Zakariassen hatte ihr erzählt, dass die staatliche Ölgesellschaft Equinor einer der Hauptsponsoren der Fram-X-Expedition war.
»Ich dachte, wir sollen den Nordpol retten, nicht ihn zerstören«, hatte sie erwidert, erhitzt von dem Gläschen Aquavit, das Zakariassen ihnen zur Feier des ersten Wochenendes auf dem Eis eingeschenkt hatte.
»Ja, aber was macht das schon für einen Unterschied?«, entgegnete der Professor. »Wenn es uns … Wenn es Norwegen nicht gelingt, am Nordpol Öl zu entdecken, dann wird es irgendjemand anderes tun. Die Russen, die Kanadier oder auch die Dänen. Als Rache dafür, dass wir ihnen das Öl im Kattegat gestohlen haben.«
»Du bist Wissenschaftler, solltest du die Natur nicht schützen?«, provozierte sie ihn. In dem Moment hatte sie Lust gehabt, einen Streit vom Zaun zu brechen. Eine Diskussion, die sie aus ihrer Benommenheit riss und ihr das Gefühl gab, am Leben zu sein.

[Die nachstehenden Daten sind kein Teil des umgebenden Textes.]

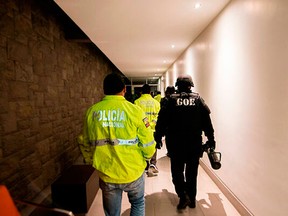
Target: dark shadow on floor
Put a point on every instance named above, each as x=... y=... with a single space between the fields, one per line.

»Das Ziel der Fram-X-Expedition ist es, die Veränderungen am Nordpol zu erforschen. Wir können nicht verhindern, dass das Eis schmilzt. Niemand kann das.« Der Professor blickte verdrießlich drein. »Auf der Erde gibt es sieben Milliarden Menschen, die Energie benötigen. Wir Wissenschaftler müssen einen Beitrag leisten. Als erwachsene Menschen müssen wir in der Lage sein, zwei Gedanken gleichzeitig auszuhalten.« Der alte Mann blickte auf das pechschwarze Eis vor dem Fenster hinaus und nickte langsam, als wolle er sich sein eigenes Fazit bestätigen. »Dass der Nordpol schmilzt, ist höchst bedauerlich, aber gleichzeitig eröffnet es auch viele neue Möglichkeiten. Die Seewege verkürzen sich. Ein Frachtschiff benötigt nur noch ein Drittel der Zeit, um von Ostasien einen europäischen Hafen zu erreichen, da es nicht mehr die klassische Route durch den Suezkanal nehmen oder das Horn von Afrika umrunden muss. Die Schifffahrt ist ein größerer Luftverschmutzer als der Autoverkehr.«
»Glaubst du, die Eisbären sind fähig, zwei Gedanken gleichzeitig auszuhalten?«, widersprach Anna. »Meine Jungen verhungern, aber das ist in Ordnung … weil es dem Rest der Welt nützt?«
»Auch viele Menschen verhungern, und zwar deutlich mehr, als es Eisbären auf der Welt gibt. Und auch dagegen kann ich nichts tun. «
Sie hatten sich ein hitziges Wortgefecht geliefert, bis Zakariassen sich schließlich demonstrativ vor die Computer gesetzt hatte, um deutlich zu machen, dass die Diskussion beendet war. Aber die Wut, die in ihr gebrodelt hatte, hatte ihr gutgetan. Für eine Weile. Bis sie nicht mehr länger gegen den Schlaf hatte ankämpfen können. Bis die Albträume zurückgekehrt waren.
Anna blieb unvermittelt stehen. Im ersten Moment wusste sie nicht, weshalb. Dann sah sie, dass Marco ein paar Meter vor ihr mit erhobenem Arm verharrte.
»Da«, flüsterte er.
Ein rotes Licht schimmerte durch das Schneegestöber.